Comparison of allergenic extracts from different origins: the value of the FDA’s bioequivalent allergy unit (BAU)

Introduction: Allergy immunotherapy (AIT) is the only disease-modifying intervention for the treatment of allergic diseases. The clinical effectiveness of AIT is clearly dose-dependent, so it is important that clinicians can assess and compare the potency of the various products available. However, this is not possible in practice, because manufacturers use different methods to determine potency. Therefore, a clear need exists for adoption of a ‘gold-standard’ measure of allergenicity.
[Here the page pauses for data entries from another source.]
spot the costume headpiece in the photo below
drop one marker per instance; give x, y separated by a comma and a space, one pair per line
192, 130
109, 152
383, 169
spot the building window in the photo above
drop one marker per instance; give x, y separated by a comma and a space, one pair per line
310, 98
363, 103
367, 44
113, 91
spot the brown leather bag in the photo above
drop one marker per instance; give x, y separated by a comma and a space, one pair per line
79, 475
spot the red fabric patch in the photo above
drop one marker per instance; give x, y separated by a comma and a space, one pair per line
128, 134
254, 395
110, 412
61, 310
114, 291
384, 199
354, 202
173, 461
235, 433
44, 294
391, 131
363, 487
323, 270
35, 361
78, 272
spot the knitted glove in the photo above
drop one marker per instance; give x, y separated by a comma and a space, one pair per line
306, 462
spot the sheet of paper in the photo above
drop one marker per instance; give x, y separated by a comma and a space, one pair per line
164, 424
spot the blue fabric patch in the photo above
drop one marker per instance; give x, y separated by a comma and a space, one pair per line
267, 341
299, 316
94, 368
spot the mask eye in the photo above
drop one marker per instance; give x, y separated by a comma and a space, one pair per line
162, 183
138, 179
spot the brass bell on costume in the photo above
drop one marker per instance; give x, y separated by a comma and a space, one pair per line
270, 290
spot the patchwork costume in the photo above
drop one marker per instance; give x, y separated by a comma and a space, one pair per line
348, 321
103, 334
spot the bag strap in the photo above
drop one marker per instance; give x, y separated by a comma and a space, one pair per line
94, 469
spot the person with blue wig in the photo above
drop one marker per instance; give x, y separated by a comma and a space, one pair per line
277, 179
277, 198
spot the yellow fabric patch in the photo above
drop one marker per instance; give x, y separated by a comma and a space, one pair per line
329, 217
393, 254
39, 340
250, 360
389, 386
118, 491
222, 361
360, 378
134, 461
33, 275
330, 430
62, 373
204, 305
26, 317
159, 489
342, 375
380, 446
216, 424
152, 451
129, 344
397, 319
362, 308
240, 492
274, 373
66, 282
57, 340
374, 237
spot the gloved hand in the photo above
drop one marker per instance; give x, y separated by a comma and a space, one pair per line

The bioequivalent allergy unit (BAU) is thus far the only allergen unit approved by a regulatory agency (the US Food and Drug Administration), with European regulatory authorities yet to adopt a common unit. Areas covered: Using PubMed, we performed a review of the literature on measures of allergen extract potency, use of the BAU, and BAU assessment for grass pollen tablets. Expert commentary: There is an obvious benefit to allergists and patients for having a single, comparable unit across products, and we strongly support the adoption of a single, ‘gold-standard’ unit of measurement for all products. Use of the BAU allows a clear comparison of the potency of allergen products from different manufacturers, and enables better understanding of the potential reasons for any differences in administration and dosing protocols between these products.